[AArch64] Set MaxAtomicSizeInBitsSupported. #74385

jyknight · 2023-12-04T23:32:53Z

This will result in larger atomic operations getting expanded to __atomic_* libcalls via AtomicExpandPass, which matches what Clang already does in the frontend.

Additionally, adjust some comments, and remove partial code dealing with larger-than-128bit atomics, as it's now unreachable.

AArch64 always supports 128-bit atomics, so there's no conditionals needed here. (Though: we really ought to require that a 128-bit load is available, not just a cmpxchg, which would mean conditioning on LSE2. But that's future work.)

The arm64-irtranslator.ll test was adjusted as it was using an i258 type as a hack to avoid IR atomic lowering to test GlobalISel behavior. Pass -mattr=+lse and use i32, instead, to accomplish that goal in a way that continues to work.

This will result in larger atomic operations getting expanded to __atomic_* libcalls via AtomicExpandPass, which matches what Clang already does in the frontend. Additionally, adjust some comments, and remove partial code dealing with larger-than-128bit atomics, as it's now unreachable. AArch64 always supports 128-bit atomics, so there's no conditionals needed here. (Though: we should really require that a 128-bit load is available, not just a cmpxchg, which would mean LSE2. But that's future work.) The arm64-irtranslator.ll test was adjusted as it was using an i258 type as a hack to avoid IR atomic lowering to test GlobalISel behavior.
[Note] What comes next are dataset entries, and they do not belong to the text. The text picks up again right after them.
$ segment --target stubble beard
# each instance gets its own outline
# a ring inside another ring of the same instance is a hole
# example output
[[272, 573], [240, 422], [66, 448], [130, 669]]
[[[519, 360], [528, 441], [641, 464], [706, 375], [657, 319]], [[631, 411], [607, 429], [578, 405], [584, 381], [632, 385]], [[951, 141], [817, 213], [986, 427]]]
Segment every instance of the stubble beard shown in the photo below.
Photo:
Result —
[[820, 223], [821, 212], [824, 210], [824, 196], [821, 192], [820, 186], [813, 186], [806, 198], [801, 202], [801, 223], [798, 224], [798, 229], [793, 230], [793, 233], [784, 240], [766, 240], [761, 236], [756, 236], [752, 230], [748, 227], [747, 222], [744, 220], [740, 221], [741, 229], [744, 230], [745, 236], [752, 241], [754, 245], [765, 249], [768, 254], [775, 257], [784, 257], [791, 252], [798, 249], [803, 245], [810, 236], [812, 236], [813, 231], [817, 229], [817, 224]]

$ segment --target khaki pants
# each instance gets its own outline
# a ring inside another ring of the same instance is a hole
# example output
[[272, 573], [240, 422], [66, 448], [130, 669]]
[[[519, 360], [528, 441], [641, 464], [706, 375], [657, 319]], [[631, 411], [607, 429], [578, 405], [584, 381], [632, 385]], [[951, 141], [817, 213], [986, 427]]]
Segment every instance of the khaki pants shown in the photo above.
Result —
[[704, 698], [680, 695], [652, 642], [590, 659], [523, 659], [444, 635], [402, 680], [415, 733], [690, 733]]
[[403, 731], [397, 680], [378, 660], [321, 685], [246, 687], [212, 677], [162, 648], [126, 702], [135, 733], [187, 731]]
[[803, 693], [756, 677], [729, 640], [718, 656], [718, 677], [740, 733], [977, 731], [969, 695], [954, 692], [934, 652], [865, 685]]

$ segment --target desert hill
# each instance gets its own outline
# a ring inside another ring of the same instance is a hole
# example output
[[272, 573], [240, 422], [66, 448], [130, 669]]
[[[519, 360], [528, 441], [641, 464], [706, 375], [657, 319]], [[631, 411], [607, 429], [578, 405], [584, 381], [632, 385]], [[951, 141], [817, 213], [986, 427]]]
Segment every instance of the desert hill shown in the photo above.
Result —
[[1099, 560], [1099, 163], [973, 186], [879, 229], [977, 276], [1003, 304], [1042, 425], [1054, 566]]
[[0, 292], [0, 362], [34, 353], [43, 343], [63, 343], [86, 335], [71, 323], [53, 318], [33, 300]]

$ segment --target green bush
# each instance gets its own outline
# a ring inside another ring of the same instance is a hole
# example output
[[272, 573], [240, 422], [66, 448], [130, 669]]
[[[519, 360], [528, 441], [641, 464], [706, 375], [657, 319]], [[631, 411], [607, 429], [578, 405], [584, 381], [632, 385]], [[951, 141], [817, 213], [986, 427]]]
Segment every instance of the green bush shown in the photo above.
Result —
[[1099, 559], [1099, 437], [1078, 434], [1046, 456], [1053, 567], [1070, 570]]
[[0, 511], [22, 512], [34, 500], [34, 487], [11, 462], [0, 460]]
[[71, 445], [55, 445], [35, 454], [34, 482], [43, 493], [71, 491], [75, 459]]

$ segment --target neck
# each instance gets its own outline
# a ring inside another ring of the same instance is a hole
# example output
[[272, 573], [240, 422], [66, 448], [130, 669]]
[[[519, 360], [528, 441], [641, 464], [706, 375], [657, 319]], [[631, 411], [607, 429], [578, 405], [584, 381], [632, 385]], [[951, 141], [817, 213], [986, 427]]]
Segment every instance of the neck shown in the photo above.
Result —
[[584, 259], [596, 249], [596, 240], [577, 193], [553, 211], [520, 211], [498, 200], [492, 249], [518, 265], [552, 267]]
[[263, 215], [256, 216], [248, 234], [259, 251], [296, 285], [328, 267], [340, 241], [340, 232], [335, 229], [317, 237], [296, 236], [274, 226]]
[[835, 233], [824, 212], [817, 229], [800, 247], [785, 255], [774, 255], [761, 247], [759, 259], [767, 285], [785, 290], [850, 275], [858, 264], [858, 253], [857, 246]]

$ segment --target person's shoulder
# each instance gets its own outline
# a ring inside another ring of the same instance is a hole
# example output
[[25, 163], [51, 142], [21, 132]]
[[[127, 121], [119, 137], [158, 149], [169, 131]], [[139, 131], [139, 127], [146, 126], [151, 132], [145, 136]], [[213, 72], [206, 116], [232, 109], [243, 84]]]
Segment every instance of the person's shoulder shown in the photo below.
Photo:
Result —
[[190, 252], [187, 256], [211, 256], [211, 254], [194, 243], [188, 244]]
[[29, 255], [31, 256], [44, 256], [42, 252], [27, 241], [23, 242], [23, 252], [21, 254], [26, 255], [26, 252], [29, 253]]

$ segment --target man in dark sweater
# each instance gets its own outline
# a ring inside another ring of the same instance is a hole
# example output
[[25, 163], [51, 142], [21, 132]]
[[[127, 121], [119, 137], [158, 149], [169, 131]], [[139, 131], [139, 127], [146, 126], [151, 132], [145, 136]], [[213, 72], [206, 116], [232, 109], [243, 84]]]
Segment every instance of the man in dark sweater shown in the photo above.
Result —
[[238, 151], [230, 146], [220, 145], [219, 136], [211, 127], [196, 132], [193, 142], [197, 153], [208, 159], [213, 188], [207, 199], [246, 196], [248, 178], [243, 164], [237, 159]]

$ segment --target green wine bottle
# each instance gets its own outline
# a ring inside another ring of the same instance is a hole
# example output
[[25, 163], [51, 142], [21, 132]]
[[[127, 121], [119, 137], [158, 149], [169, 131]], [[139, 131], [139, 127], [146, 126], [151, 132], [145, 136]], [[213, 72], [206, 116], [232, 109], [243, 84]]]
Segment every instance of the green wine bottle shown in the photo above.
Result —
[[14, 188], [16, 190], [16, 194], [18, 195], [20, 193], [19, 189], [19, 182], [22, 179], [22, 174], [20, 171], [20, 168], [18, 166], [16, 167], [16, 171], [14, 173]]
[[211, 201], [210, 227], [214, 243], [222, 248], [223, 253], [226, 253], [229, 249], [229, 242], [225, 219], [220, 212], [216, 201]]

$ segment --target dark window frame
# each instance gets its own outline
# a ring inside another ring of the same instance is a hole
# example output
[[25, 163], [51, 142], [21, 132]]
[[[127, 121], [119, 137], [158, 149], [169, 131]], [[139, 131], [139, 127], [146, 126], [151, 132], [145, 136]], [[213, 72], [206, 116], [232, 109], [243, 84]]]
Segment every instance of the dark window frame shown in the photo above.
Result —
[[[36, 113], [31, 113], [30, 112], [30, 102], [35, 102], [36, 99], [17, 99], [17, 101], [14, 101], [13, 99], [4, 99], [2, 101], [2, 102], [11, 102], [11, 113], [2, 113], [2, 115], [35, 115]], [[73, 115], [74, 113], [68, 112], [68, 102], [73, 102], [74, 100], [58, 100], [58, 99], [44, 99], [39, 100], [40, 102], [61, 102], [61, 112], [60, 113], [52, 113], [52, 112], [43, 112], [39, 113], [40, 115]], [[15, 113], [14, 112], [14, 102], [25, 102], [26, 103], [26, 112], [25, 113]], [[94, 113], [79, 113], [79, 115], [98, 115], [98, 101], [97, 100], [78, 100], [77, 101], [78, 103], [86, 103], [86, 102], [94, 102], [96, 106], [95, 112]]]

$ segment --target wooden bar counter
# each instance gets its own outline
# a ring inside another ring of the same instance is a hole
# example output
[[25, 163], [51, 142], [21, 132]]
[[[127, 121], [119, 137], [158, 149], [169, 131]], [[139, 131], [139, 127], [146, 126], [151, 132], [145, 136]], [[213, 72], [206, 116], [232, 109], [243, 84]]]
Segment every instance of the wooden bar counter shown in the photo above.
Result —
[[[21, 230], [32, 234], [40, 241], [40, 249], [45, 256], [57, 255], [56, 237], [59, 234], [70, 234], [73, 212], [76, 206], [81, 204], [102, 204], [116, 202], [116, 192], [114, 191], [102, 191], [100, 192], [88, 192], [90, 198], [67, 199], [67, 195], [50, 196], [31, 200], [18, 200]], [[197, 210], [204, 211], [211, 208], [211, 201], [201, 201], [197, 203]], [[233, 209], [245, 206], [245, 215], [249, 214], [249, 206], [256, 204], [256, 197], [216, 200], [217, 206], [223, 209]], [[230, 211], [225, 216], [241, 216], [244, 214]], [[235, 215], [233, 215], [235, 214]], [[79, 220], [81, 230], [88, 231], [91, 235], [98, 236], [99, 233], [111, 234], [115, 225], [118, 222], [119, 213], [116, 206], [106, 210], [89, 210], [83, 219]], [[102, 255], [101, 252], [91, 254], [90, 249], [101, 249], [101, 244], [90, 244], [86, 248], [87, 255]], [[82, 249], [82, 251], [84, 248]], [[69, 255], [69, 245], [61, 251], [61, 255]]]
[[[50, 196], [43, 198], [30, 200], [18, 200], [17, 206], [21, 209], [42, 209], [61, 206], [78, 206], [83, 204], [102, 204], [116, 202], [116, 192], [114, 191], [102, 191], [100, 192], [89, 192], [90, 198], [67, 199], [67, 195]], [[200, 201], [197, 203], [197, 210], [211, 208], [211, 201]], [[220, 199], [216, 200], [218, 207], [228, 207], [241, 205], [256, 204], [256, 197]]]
Pass -mattr=+lse and use i32, instead, to accomplish that goal in a way that continues to work.

llvmbot · 2023-12-04T23:33:22Z

@llvm/pr-subscribers-llvm-globalisel

@llvm/pr-subscribers-backend-aarch64

Author: James Y Knight (jyknight)

Changes

This will result in larger atomic operations getting expanded to _atomic* libcalls via AtomicExpandPass, which matches what Clang already does in the frontend.

Additionally, adjust some comments, and remove partial code dealing with larger-than-128bit atomics, as it's now unreachable.

AArch64 always supports 128-bit atomics, so there's no conditionals needed here. (Though: we really ought to require that a 128-bit load is available, not just a cmpxchg, which would mean conditioning on LSE2. But that's future work.)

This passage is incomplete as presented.